6 . El nacimiento del poeta
Tengo una nieta pequeña y la quiero mucho, como es natural. Le gusta pintar. En principio, le bastaba con un bolígrafo común. Pero cuando su madre descubrió esta afición suya, no tardó en comprarle tizas y lápices de color. ¡Muchos! Estos utensilios, afilados de cualquier manera, los lleva en una caja de zapatos y yo, a veces, bastante inútilmente, trato de afilárselos. No es posible: hay demasiados.
– Abuelito, dibújame una princesa.
De mala gana busco un lápiz amarillo y pinto antes que nada una corona de oro. Una especie de dientes dentro de una elipse que hace pensar en la boca de un tiburón. Pero mi nieta me quita el lápiz en seguida:
– ¡Así no! Primero tienes que pintar la cabeza y luego la corona.
Mueve los dedos menudos sobre el papel y al cabo de un momento nos mira una princesa un poco atónita, con un vestido de color rosa lleno de puntillas multicolores.
– Píntame ahora un elefante.
Pinto torpemente una masa de carne monstruosa sobre cuatro columnas, adornada por delante con una especie de manguera de bomberos y, por detrás, con una colita de cerdo graciosamente ondulada. Pero esta vez la niña tampoco queda contenta y, al cabo de un momento, tenemos sobre el papel un elefante inimitable, lleno de una graciosa ingenuidad. Le alabo el dibujo y, en el fondo, me siento avergonzado. Tantos años de ir diligentemente a las clases de dibujo y al parecer no había aprendido nada.
Alguien de la familia ha expresado su preocupación: ¡por Dios, que no se le ocurra ser pintora! Eso sí que sería una desgracia. Pero no creo que esto ocurra. Su afición de hoy probablemente se cambiará pronto por otra diferente. Yo, de niño, también llené muchas hojas de papel con mis dibujos. Y cuando una vez mis padres me regalaron una pequeña paleta metálica con un pincel, experimenté una alegría tan grande que todavía guardo un vivo recuerdo de ella. Y la noche en que dormí con la paleta debajo de la almohada fue la noche más hermosa de mi infancia. No recuerdo un regalo mejor. ¡A veces, uno no necesita mucho para ser feliz! Y, al mismo tiempo, no son muchos los momentos felices de la vida.

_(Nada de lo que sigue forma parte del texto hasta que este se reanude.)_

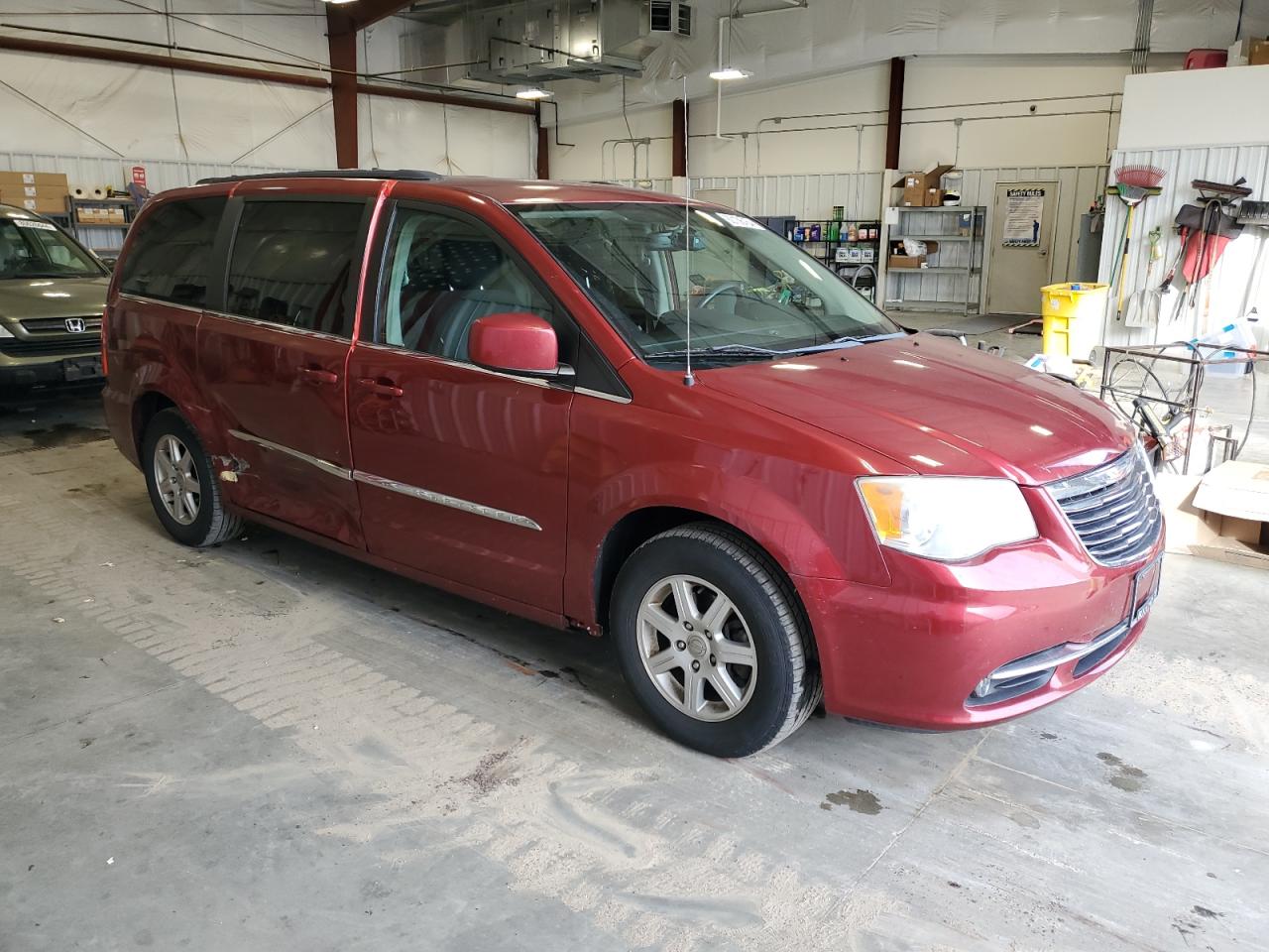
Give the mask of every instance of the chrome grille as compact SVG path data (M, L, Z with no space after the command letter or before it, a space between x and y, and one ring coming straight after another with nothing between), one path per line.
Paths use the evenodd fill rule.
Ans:
M84 321L84 330L80 334L94 334L102 330L102 315L94 314L80 317ZM69 334L65 317L28 317L20 321L22 329L28 334ZM79 336L76 334L75 336Z
M1136 562L1159 539L1164 518L1140 444L1105 466L1049 482L1046 489L1100 565Z

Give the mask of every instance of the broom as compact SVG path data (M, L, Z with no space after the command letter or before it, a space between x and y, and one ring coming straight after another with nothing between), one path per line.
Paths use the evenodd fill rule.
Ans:
M1123 165L1114 171L1114 193L1128 208L1128 217L1123 223L1123 254L1119 258L1119 268L1110 283L1119 281L1119 302L1115 306L1115 317L1123 312L1123 292L1127 288L1124 272L1128 269L1128 248L1132 237L1132 215L1137 206L1146 201L1151 189L1159 188L1164 180L1164 170L1157 165Z

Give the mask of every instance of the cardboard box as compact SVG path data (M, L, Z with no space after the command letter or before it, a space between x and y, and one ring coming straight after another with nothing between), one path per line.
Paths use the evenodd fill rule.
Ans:
M1194 505L1235 519L1269 522L1269 466L1221 463L1203 477Z
M888 261L891 268L924 268L925 255L911 258L909 255L891 255Z
M36 188L57 190L65 195L70 192L66 173L61 171L0 171L0 190L34 185Z
M66 215L65 194L48 195L37 192L34 195L27 195L22 192L14 193L13 189L3 189L0 190L0 203L14 204L39 215Z
M1226 462L1198 485L1190 505L1203 512L1206 533L1195 533L1189 551L1204 559L1269 569L1269 466ZM1161 496L1162 500L1162 496ZM1166 518L1166 509L1165 509ZM1173 523L1167 523L1171 548Z
M924 208L928 206L943 204L943 194L939 192L939 187L943 184L943 176L954 168L956 166L953 165L935 165L925 173L907 173L904 178L895 183L895 188L904 189L904 199L900 204L910 208ZM939 192L937 202L931 201L933 192Z

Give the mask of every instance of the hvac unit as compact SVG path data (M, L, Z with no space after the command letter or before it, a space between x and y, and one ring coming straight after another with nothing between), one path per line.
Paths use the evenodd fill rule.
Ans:
M678 33L692 36L692 4L680 0L648 0L648 30L651 33Z

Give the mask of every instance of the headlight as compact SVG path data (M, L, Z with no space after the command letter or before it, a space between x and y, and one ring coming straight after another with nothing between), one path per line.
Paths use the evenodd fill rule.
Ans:
M864 476L857 485L877 541L924 559L972 559L1038 534L1013 480Z

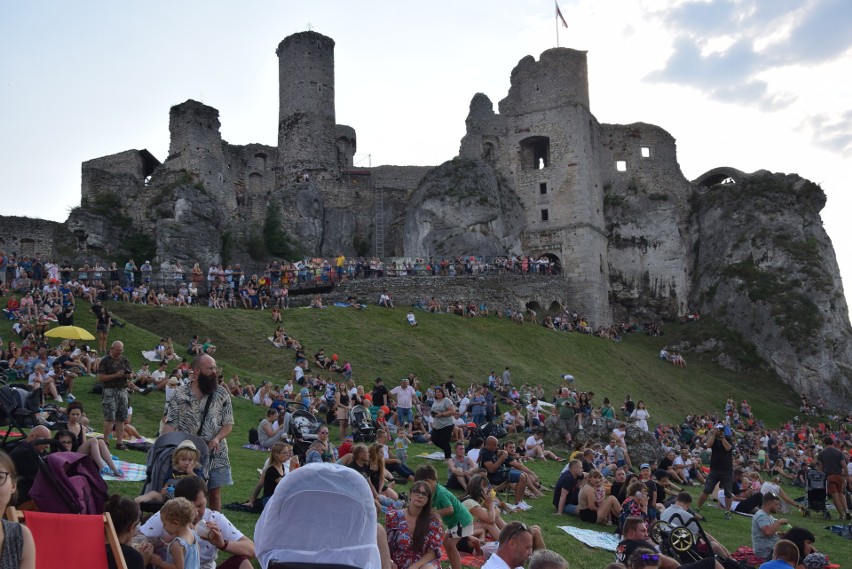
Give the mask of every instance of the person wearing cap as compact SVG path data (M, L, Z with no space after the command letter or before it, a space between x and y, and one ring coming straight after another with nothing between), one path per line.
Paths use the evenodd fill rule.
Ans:
M775 519L772 514L779 511L781 500L775 494L763 496L763 506L751 519L751 547L754 555L761 559L769 559L772 549L781 539L778 530L787 523L787 518Z
M191 440L186 439L172 451L172 471L169 478L163 484L162 490L151 490L134 500L137 504L145 502L165 502L174 498L174 489L182 478L187 476L204 476L199 460L201 452Z
M717 423L707 437L706 446L710 449L710 474L704 482L704 489L698 497L695 511L707 501L707 497L718 484L725 492L725 519L731 519L731 502L733 501L734 452L730 431L722 423Z
M476 475L479 466L465 454L462 441L454 445L454 451L453 456L447 459L446 486L453 490L467 490L467 483Z
M409 379L403 377L400 385L391 389L390 396L396 401L399 424L401 427L405 427L414 420L413 406L420 404L417 393L414 391L414 387L410 385Z
M203 478L189 476L182 478L174 489L176 498L186 498L195 505L195 529L198 533L198 554L201 559L201 569L252 569L251 559L255 556L254 542L237 529L221 512L207 507L207 485ZM203 523L202 523L203 522ZM260 527L260 526L258 526ZM160 512L157 512L139 527L139 532L153 543L165 543L170 540L169 534L163 528ZM302 535L300 532L292 532ZM216 559L221 553L230 556L218 566ZM162 556L165 549L159 548L151 565L162 569L167 567Z
M772 559L760 565L760 569L790 569L799 562L799 548L792 541L779 540L772 548Z

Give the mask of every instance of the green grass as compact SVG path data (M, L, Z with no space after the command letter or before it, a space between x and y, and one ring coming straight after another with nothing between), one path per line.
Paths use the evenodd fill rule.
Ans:
M83 305L81 305L83 306ZM141 351L150 350L161 336L171 336L178 346L185 346L193 334L202 339L211 337L218 346L216 360L225 376L239 373L257 384L269 379L283 384L293 368L293 352L274 348L266 337L272 334L269 312L244 310L209 310L207 308L149 308L145 306L108 303L122 320L125 328L114 328L110 340L125 343L125 353L134 368L142 363ZM424 382L443 381L454 375L458 385L482 382L492 370L500 372L510 366L516 384L542 384L548 393L559 384L560 376L571 373L577 386L592 390L598 403L609 397L615 406L624 395L634 400L644 399L653 422L680 423L688 413L719 412L728 397L748 399L758 418L770 425L788 419L796 410L797 396L788 387L765 371L732 372L713 362L714 354L686 354L689 367L676 368L661 362L659 349L686 338L700 343L708 336L723 337L733 346L736 338L723 336L723 331L710 321L691 325L667 325L666 336L650 338L644 335L626 336L621 343L580 334L557 333L540 326L519 326L506 319L462 319L445 314L418 312L419 326L409 327L404 309L369 307L358 311L329 308L326 310L294 309L284 311L287 332L312 354L325 348L326 354L336 353L352 362L356 382L368 389L378 376L388 380L389 387L410 372ZM76 324L94 330L91 313L81 309ZM10 337L9 332L6 337ZM183 352L183 348L180 348ZM748 355L748 350L742 352ZM743 357L747 359L747 357ZM100 421L100 398L89 393L91 378L79 380L75 394L85 405L95 427ZM159 393L147 397L134 395L133 423L143 435L153 435L158 428L163 409ZM241 448L247 441L248 430L263 418L263 410L249 401L234 401L235 426L229 437L231 463L236 483L223 491L223 503L244 501L257 480L256 469L265 454ZM332 429L332 434L336 429ZM421 459L416 455L434 447L412 445L409 465L416 467ZM123 460L144 462L139 452L119 452ZM445 468L439 466L439 477ZM535 470L546 484L552 485L561 470L557 463L537 463ZM137 495L141 483L110 483L112 491ZM790 495L795 489L787 487ZM697 495L697 493L696 493ZM590 550L557 529L557 524L584 525L576 518L552 514L550 498L531 502L534 509L510 514L506 519L521 519L542 527L545 541L551 549L562 553L573 567L601 567L611 561L611 554ZM251 536L257 516L227 511L242 531ZM731 549L750 545L748 518L735 516L722 519L721 511L706 513L707 531ZM809 527L817 536L820 550L842 559L840 552L847 544L824 531L826 525L814 518L791 518L794 524Z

Durante largas horas me quedaba sentado ante una hoja de papel, dibujando y pintando. Luego me olvidé de esta pasión. Por mucho tiempo.
Íbamos entonces a la primera clase del instituto en el edificio nuevo en la calle de Libuse en Zizkov. Cuando yo entré por primera vez en la sala de dibujo, se me cortó la respiración. Olía a nuevo. Era una luz fabulosa. Estaba provista de modernas mesas de dibujo, con tableros móviles y plegables. Me hizo pensar en un estudio de un pintor que ya conocía entonces. Estaba hechizado y en seguida me volvió el deseo de pintar. Así que decidí ser pintor otra vez.